But Mr. Kim’s family had no evidence to point to — until 2005, when a Chinese man went on trial in Seoul. That man confessed to, and was convicted of, helping to abduct Mr. Kim and at least 17 other people from China on behalf of North Korea’s secret police agency, the Ministry of State Security.

Last week, armed in part with that evidence, Mr. Kim’s son and brother, both American citizens, won a $330 million judgment against the North Korean government in a United States court for the pastor’s abduction and presumed torture and killing.

North Korea, which has never admitted kidnapping Mr. Kim and refused to respond to the family’s lawsuit, is highly unlikely to pay the damages ordered on April 9 by the United States District Court for the District of Columbia. But lawyers are conducting a global search for North Korean assets, like bank accounts, real estate and shares in companies, for possible confiscation, according to Nitsana Darshan-Leitner, a lawyer for the Kims and founder of Shurat HaDin, a civil rights group based in Tel Aviv that has often sued sovereign states and militant groups on behalf of terrorism and torture victims.

“The court decision marks the first time that an American court has concluded that a foreign regime which abducts an individual who is then never heard from again has the burden of proving that he has not been murdered,” Shurat HaDin said in a news release on Monday announcing the court’s ruling.

The lawsuit had previously been dismissed for lack of evidence that North Korea had in fact tortured and killed Mr. Kim. But an appeals court overturned that ruling in December, saying that evidence of Pyongyang’s involvement in the kidnapping, along with testimony from expert witnesses about widespread torture in North Korean prison camps, were enough for the family to claim damages.

The ruling last week, by Chief Judge Richard W. Roberts, ordered North Korea to pay $300 million in punitive damages, as well as $15 million each to Mr. Kim’s brother, Yong-seok Kim, and his son, Han Kim. “North Korea has caused irreparable emotional and psychological harm to the Kims,” the judge said in his ruling.

Mr. Kim’s relatives were not available for comment; Shurat HaDin said they “feel that justice has been served but still feel the great loss” of Mr. Kim.

Do Hee-youn, head of the Citizens’ Coalition for the Human Rights of Abductees and North Korean Refugees, based in Seoul, said organizations like his had watched the Kims’ case closely. “This verdict could help trigger a floodgate of lawsuits against the North Korean government worldwide, especially from the families of Japanese whose members have been kidnapped to North Korea,” Mr. Do said. North Korea has admitted kidnapping Japanese citizens in the past, an issue that still haunts Japan’s dealings with Pyongyang.

But Kim Mi-young, director of the Transitional Justice Mission, which studies North Korean human rights violations from its base in Seoul, said the ruling had essentially “symbolic” value, at least for now, to those seeking to put pressure on Pyongyang over its abuses.

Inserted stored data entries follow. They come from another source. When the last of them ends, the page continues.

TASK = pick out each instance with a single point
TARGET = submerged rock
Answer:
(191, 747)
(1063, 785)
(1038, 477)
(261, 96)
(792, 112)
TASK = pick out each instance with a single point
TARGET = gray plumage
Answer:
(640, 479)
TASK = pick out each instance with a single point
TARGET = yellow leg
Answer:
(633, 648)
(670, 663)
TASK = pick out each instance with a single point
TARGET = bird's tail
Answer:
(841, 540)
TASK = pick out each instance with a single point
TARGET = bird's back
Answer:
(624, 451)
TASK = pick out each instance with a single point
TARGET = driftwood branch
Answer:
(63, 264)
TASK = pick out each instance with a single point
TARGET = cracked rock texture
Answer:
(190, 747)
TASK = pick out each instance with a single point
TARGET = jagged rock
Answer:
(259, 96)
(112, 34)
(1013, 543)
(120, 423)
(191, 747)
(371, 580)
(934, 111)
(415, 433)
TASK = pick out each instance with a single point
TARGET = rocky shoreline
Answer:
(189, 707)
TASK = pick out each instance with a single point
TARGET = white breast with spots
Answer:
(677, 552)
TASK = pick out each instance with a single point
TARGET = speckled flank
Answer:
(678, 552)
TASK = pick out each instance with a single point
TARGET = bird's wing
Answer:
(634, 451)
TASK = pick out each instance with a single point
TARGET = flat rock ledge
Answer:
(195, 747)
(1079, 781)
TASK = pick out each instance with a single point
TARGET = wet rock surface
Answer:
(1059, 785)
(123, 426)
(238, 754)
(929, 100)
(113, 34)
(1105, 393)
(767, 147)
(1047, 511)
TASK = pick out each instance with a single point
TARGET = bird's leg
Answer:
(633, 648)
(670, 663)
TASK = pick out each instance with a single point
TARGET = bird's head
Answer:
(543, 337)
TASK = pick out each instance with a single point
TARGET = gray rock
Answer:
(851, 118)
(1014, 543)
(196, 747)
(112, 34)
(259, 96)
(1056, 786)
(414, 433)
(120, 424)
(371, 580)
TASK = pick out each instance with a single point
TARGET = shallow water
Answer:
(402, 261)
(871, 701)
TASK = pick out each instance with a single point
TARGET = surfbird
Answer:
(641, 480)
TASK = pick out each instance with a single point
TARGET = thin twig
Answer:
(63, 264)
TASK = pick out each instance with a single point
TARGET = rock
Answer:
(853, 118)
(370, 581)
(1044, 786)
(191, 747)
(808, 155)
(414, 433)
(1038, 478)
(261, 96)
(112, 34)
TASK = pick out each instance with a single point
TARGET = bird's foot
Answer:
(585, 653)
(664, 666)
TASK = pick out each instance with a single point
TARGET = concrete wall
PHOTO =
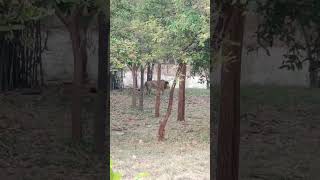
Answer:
(257, 67)
(58, 60)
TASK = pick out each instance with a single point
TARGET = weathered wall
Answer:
(58, 60)
(257, 67)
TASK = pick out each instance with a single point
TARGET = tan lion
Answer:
(154, 84)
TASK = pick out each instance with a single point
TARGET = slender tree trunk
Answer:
(182, 93)
(84, 54)
(157, 105)
(141, 89)
(229, 122)
(150, 71)
(134, 86)
(313, 75)
(77, 81)
(163, 123)
(103, 103)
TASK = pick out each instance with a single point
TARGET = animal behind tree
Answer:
(154, 85)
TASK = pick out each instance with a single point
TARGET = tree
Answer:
(163, 122)
(190, 28)
(157, 104)
(182, 89)
(103, 82)
(228, 37)
(141, 88)
(139, 39)
(150, 68)
(76, 16)
(296, 24)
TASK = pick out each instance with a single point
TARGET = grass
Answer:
(273, 143)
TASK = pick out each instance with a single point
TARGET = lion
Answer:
(154, 84)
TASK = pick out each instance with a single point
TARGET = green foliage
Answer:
(14, 13)
(118, 176)
(160, 31)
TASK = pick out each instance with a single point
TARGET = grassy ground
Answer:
(280, 141)
(134, 146)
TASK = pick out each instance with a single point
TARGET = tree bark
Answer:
(313, 75)
(229, 122)
(77, 81)
(134, 86)
(182, 93)
(141, 89)
(84, 53)
(150, 71)
(163, 123)
(157, 104)
(103, 86)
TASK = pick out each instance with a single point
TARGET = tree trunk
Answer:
(163, 123)
(103, 103)
(229, 122)
(77, 81)
(84, 54)
(157, 105)
(182, 93)
(134, 86)
(150, 71)
(313, 74)
(141, 89)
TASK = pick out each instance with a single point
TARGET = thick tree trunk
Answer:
(77, 81)
(141, 89)
(182, 93)
(229, 122)
(103, 84)
(157, 104)
(134, 86)
(150, 71)
(163, 123)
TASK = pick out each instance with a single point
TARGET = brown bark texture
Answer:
(141, 89)
(103, 85)
(229, 122)
(182, 93)
(157, 104)
(77, 81)
(163, 123)
(134, 86)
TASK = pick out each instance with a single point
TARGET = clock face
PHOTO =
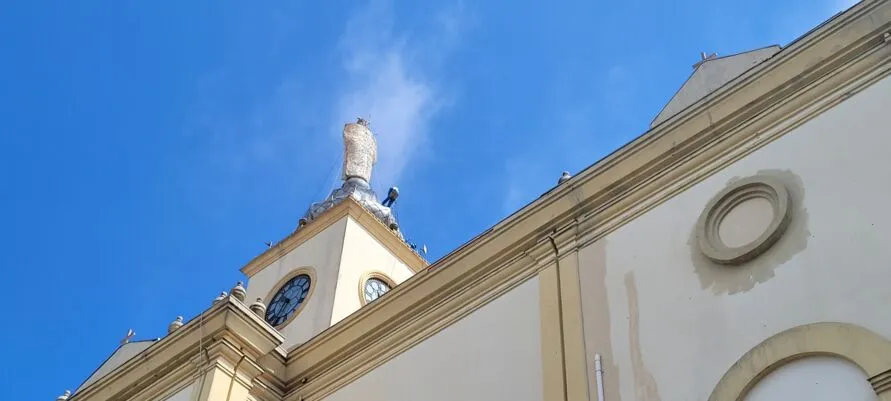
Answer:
(288, 299)
(374, 288)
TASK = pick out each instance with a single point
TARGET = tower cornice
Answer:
(349, 207)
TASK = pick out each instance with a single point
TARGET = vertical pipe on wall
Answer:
(598, 371)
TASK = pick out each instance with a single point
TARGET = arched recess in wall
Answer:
(868, 350)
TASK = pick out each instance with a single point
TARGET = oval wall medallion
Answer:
(744, 220)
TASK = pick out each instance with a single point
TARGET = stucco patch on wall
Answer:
(645, 388)
(722, 279)
(596, 318)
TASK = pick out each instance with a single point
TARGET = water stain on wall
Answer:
(723, 279)
(645, 388)
(596, 319)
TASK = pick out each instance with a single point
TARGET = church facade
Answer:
(738, 250)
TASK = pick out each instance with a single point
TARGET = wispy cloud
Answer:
(391, 80)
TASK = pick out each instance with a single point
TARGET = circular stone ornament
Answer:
(739, 192)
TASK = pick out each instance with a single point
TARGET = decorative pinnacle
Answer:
(130, 334)
(564, 177)
(222, 296)
(259, 308)
(238, 291)
(175, 324)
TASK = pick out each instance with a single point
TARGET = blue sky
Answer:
(148, 149)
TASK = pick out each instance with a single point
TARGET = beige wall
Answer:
(322, 253)
(819, 378)
(362, 253)
(669, 324)
(492, 354)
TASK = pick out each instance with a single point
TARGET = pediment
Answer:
(124, 353)
(709, 75)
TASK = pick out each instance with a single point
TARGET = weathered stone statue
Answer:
(359, 156)
(360, 151)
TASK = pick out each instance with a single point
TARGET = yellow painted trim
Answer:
(573, 329)
(803, 81)
(348, 207)
(868, 350)
(309, 271)
(552, 357)
(369, 275)
(833, 62)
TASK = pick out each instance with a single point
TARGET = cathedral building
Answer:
(740, 249)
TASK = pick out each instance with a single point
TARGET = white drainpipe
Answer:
(598, 370)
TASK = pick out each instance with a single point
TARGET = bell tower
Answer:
(347, 251)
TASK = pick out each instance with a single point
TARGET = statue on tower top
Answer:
(359, 151)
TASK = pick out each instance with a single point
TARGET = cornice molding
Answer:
(228, 321)
(348, 207)
(795, 85)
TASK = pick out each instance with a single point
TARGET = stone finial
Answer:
(359, 151)
(259, 308)
(238, 291)
(564, 177)
(222, 296)
(175, 324)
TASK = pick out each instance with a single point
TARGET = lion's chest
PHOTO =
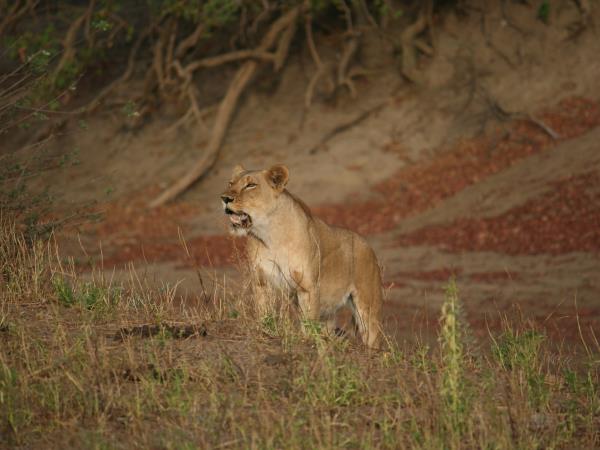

“I am highly skeptical about how much it can be enforced,” said Ms. Kim, a lawyer who specializes in international human rights law.

Phil Robertson, deputy Asia director for Human Rights Watch, said the ruling should be seen as “yet another strand in an expanding web of U.N. resolutions, legal decisions and monitoring arrangements designed to box North Korea in and restrict its actions until it answers for its rights crimes.”

Mr. Kim, then 52, was getting into a taxi in Yanji, a Chinese town near the North Korean border, in January 2000 when unidentified men jumped in after him and the car sped away. The apparent kidnapping made headlines in South Korea at the time, but few clues to his disappearance emerged.

That began to change in 2004, when Chung Kwang-il, a North Korean defector, arrived in South Korea. Mr. Chung said he had seen Mr. Kim in an underground cell at the Ministry of State Security office in Hoeryong, a North Korean town across the border from Yanji, soon after his abduction.

Soon after Mr. Chung escaped to South Korea in 2004, he said, he learned from his contacts in China that one of Mr. Kim’s kidnappers, Liu Yong-hua, an ethnic Korean, had fled to South Korea to avoid questions from the Chinese police about the abduction. Mr. Chung notified the South Korean authorities, and Mr. Liu was soon arrested.

Mr. Liu was recently repatriated to China after completing a 10-year prison term.